If you walk the streets of Denver on a day-to-day basis, it’s likely you have come in contact with Sour Magic, or Denver’s self-appointed “best-kept secret.” Either through sticker art, a poster or by chance meeting one of the five local band members, it’s likely you have been touched by Sour Magic.
At the heart of the band is Jay Waldrop, a passionate drummer who decided he wanted to make his own band and spread his creative energy. Through online postings, Waldrop found Drew Morse, a spunky bass player from Kansas City; Jonny Nasi, a reserved yet fervent keys player from Michigan; Mauro Hernandez; an impassioned guitar player from Venezuela and Kyle Osmun, an animated vocalist from New York. Despite hailing from all over the country, Denver holds a special place in Sour Magic’s heart. Each member discussed Denver as a chosen home and, similarly, the band as a chosen family. All have lived with music in their life, whether that be trombone in 5th grade, singing in theater shows, learning guitar from dad or just letting the revolutionary sounds of the past few decades wash over their minds.
Waldrop tentatively dubbed the group an indie psychedelic band. “We are still finding our sound, still looking,” he said, his bandmates nodding in agreement. With a wide spectrum of inspiration from Radiohead, King Gizzard and the Lizard Wizard, Pink Floyd, Green Day, Herbie Hancock, Surfer Blood, Gorillaz, Tame Impala, The Strokes and even Red Hot Chili Peppers, each sound the band creates is as unique as the people behind it.
Though they specified Sour Magic is “not a jam band,” each song should certainly be classified as a jam. The chemistry between the members and their instruments is felt with each sound the group produces. At live shows or listening at home, you will find yourself tapping your feet and humming along to the complex melodies. For Sour Magic, no genre is off limits: the true passion of each and every member is the music itself.
“Music is how I’m feeling — I’m transferring emotions and thoughts into music,” Waldrop said. Hernandez commented on the ways that music can connect you with someone who is no longer in your life and even compared it to a form of time travel. “I was learning a George Harrison song recently and it felt like my dad was right there with me,” he said.
Osmun described “acting on instinct” or as a “vessel” for the music. “That feeling is the dragon. You’re chasing the dragon. You’re chasing that every time you go to write another song or perform.” This passion for the very idea of music translates into turbulent and emotion-filled songs.
Another core value of the band is creating a judgment-free ethos. Each member described their past performances as full of love, dancing and fun. The group desires to allow each listener to “do their own thing” and experience the magic being created through sound.

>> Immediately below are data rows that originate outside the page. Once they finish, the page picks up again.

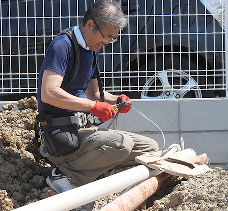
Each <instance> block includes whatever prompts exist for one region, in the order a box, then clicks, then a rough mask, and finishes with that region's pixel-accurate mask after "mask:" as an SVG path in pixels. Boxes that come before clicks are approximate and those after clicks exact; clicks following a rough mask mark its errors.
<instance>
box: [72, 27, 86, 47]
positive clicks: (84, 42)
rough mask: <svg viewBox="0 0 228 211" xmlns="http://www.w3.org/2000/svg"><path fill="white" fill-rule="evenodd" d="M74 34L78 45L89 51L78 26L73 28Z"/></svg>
mask: <svg viewBox="0 0 228 211" xmlns="http://www.w3.org/2000/svg"><path fill="white" fill-rule="evenodd" d="M74 34H75V36H76V39H77V41H78V44H79V45H81V46H82V47H83V48H84V49H86V50H89V47H88V46H87V45H86V43H85V40H84V38H83V36H82V33H81V31H80V29H79V27H78V26H75V27H74Z"/></svg>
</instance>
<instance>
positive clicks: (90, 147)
mask: <svg viewBox="0 0 228 211" xmlns="http://www.w3.org/2000/svg"><path fill="white" fill-rule="evenodd" d="M126 24H127V23H126V19H125V17H124V15H123V12H122V10H121V7H120V4H119V3H117V2H115V1H110V0H99V1H97V2H96V3H93V4H92V5H90V7H89V8H88V10H87V11H86V13H85V16H84V19H83V22H82V23H81V24H80V26H79V27H77V26H76V27H75V28H74V33H75V36H76V39H77V42H78V43H79V49H80V67H79V73H78V76H77V78H76V80H75V81H73V83H72V84H71V85H70V87H69V89H68V90H67V91H65V90H64V89H63V88H62V87H64V86H65V85H66V84H67V83H68V81H69V75H70V72H71V70H72V68H73V66H74V62H75V56H76V55H75V53H76V52H75V50H74V47H73V45H72V43H71V41H70V40H69V38H68V37H67V35H66V34H63V35H59V36H57V37H56V38H55V39H53V41H52V42H51V43H50V45H49V48H48V49H47V53H46V56H45V58H44V61H43V64H42V67H41V70H40V73H39V90H38V95H37V98H38V106H39V111H42V110H43V109H44V108H45V107H46V106H47V105H48V104H50V105H53V106H54V107H53V108H52V109H51V110H50V112H49V113H50V114H53V115H54V116H55V117H67V116H73V115H75V113H77V112H78V111H83V112H87V113H88V112H90V113H92V114H94V115H95V116H98V117H99V119H100V121H101V122H103V121H107V120H109V119H111V118H112V117H113V116H114V115H115V110H114V109H113V107H112V105H115V104H116V103H117V99H118V97H119V99H121V100H123V101H127V102H128V104H126V105H125V106H123V107H121V108H119V110H118V111H119V112H120V113H126V112H128V111H129V110H130V108H131V104H132V102H131V100H130V99H129V98H128V97H127V96H126V95H123V94H122V95H120V96H117V95H112V94H110V93H108V92H106V91H104V101H105V102H101V99H100V92H99V87H98V81H97V75H96V72H95V67H94V65H93V60H94V57H93V51H96V53H97V54H98V53H99V49H101V48H102V46H103V45H106V44H109V43H111V42H114V41H115V40H116V37H117V34H118V33H119V30H121V29H122V28H124V27H125V26H126ZM63 79H64V80H63ZM78 138H79V141H80V146H79V148H78V149H77V150H75V151H74V152H73V153H70V154H68V155H66V156H62V157H55V156H51V155H50V156H49V157H48V159H49V160H50V161H51V162H52V163H53V164H55V165H56V166H57V167H56V168H54V169H53V171H52V174H51V175H50V176H49V177H48V178H47V179H46V181H47V183H48V185H49V186H50V187H51V188H53V189H54V190H55V191H56V192H57V193H60V192H64V191H67V190H70V189H71V188H73V187H75V186H80V185H83V184H86V183H89V182H91V181H93V180H95V179H96V178H97V177H98V176H100V175H101V174H103V173H105V172H106V171H108V170H110V169H112V168H113V167H122V166H131V165H136V164H137V163H136V162H135V161H134V158H135V156H137V155H140V154H142V153H143V152H152V151H156V150H158V145H157V142H156V141H154V140H153V139H150V138H147V137H144V136H140V135H137V134H134V133H128V132H123V131H116V130H105V129H103V130H101V129H97V128H93V127H91V128H81V129H79V131H78Z"/></svg>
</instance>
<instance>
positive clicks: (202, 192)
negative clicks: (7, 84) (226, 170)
mask: <svg viewBox="0 0 228 211" xmlns="http://www.w3.org/2000/svg"><path fill="white" fill-rule="evenodd" d="M17 107H18V109H16V110H15V108H14V105H13V104H8V105H4V106H3V108H2V110H0V210H2V211H8V210H13V209H15V208H18V207H21V206H23V205H26V204H28V203H32V202H35V201H38V200H41V199H44V198H46V197H49V196H52V195H54V194H55V193H54V192H53V191H52V190H51V189H50V188H49V187H48V186H47V184H46V182H45V178H46V177H47V175H49V173H50V172H51V169H52V168H53V166H51V164H50V163H49V162H48V160H45V159H43V158H42V157H41V156H40V155H39V153H37V151H36V149H35V147H34V145H33V142H32V139H33V138H34V136H35V133H34V130H33V127H34V122H35V117H36V115H37V113H38V112H37V101H36V98H35V97H31V98H29V99H27V98H25V99H22V100H20V101H18V105H17ZM118 171H119V170H117V169H114V170H112V171H110V173H111V174H113V173H117V172H118ZM108 175H109V173H106V174H105V176H108ZM119 194H120V193H116V194H112V195H110V196H108V197H105V198H103V199H100V200H97V201H96V202H94V203H91V204H89V205H85V206H84V207H82V208H77V210H94V211H95V210H99V209H101V208H102V207H103V206H104V205H106V204H107V203H109V202H110V201H112V200H114V199H115V198H116V197H118V195H119ZM227 207H228V172H227V171H224V170H222V169H220V168H216V169H214V170H213V171H211V172H208V173H206V174H204V175H201V176H197V177H190V178H189V179H188V180H183V179H179V180H176V183H172V184H170V185H169V186H167V187H166V188H163V189H160V190H159V191H157V192H156V194H154V195H153V196H152V197H151V198H149V199H148V200H147V201H146V202H145V203H144V205H143V206H141V207H140V208H139V209H138V210H151V211H152V210H153V211H156V210H169V211H171V210H179V211H180V210H208V211H209V210H211V211H212V210H213V211H220V210H221V211H224V210H227V211H228V209H227Z"/></svg>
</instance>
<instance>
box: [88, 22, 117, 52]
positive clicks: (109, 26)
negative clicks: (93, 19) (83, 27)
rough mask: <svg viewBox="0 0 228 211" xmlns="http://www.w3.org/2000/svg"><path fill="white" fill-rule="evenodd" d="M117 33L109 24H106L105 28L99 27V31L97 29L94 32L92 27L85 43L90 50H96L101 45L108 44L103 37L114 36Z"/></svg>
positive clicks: (115, 34)
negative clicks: (93, 32) (102, 28)
mask: <svg viewBox="0 0 228 211" xmlns="http://www.w3.org/2000/svg"><path fill="white" fill-rule="evenodd" d="M94 27H95V23H93V28H94ZM118 33H119V30H118V29H116V28H115V27H114V26H113V25H111V24H108V25H107V26H106V27H105V28H103V29H100V31H99V30H98V31H97V32H96V33H93V29H91V33H89V36H88V39H87V42H86V44H87V46H89V49H90V50H92V51H97V50H99V49H101V48H102V46H103V45H107V44H109V43H107V42H105V38H115V37H116V36H117V34H118Z"/></svg>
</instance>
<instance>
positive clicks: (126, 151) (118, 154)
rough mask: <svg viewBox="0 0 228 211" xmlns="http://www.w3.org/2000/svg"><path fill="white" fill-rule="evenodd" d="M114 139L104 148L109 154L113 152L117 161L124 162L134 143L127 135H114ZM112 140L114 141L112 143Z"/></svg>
mask: <svg viewBox="0 0 228 211" xmlns="http://www.w3.org/2000/svg"><path fill="white" fill-rule="evenodd" d="M113 135H114V136H115V138H113V139H112V140H111V141H110V142H109V143H108V144H107V145H106V146H104V147H105V148H106V150H107V148H109V150H108V151H109V152H113V153H114V154H115V155H114V156H116V157H117V158H118V159H120V160H124V159H125V158H127V157H128V155H129V154H130V153H131V151H132V149H133V147H134V142H133V140H132V139H131V137H129V136H128V135H124V134H119V133H114V134H113ZM113 140H114V141H113Z"/></svg>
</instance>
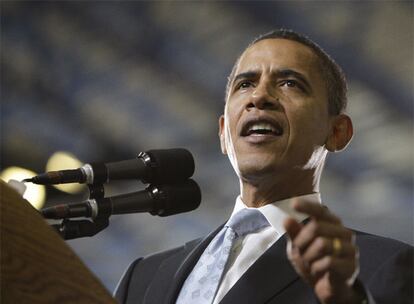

No idea is deemed too outrageous to at least be discussed by the band. They joked about the energy of “Sour Magic” existing at an earlier time and place and then reincarnating in their current physical forms. Despite smiles and laughs, it was clear that the weight of the concept was respected. “It gives us a good gateway into the brewery/sour candy industry,” Morse joked.
With a combo of level heads and enthusiasm, the band tries to achieve attainable goals and feels they have continually been able to do so. “The sky is the limit,” Waldrop said with a grin. All members of the group would love to commit to music as a full-time gig and hope that in the future their dream may come true. And they’re not slowing down the dream. Within the next year, Sour Magic will contribute to a collaborative vinyl that will donate all profits to charity alongside other bands. In addition, there is an album on the way, singles in the production stages to be released in December and music videos in production. Be sure to look out for Sour Magic at local venues for an evening of unfiltered expression.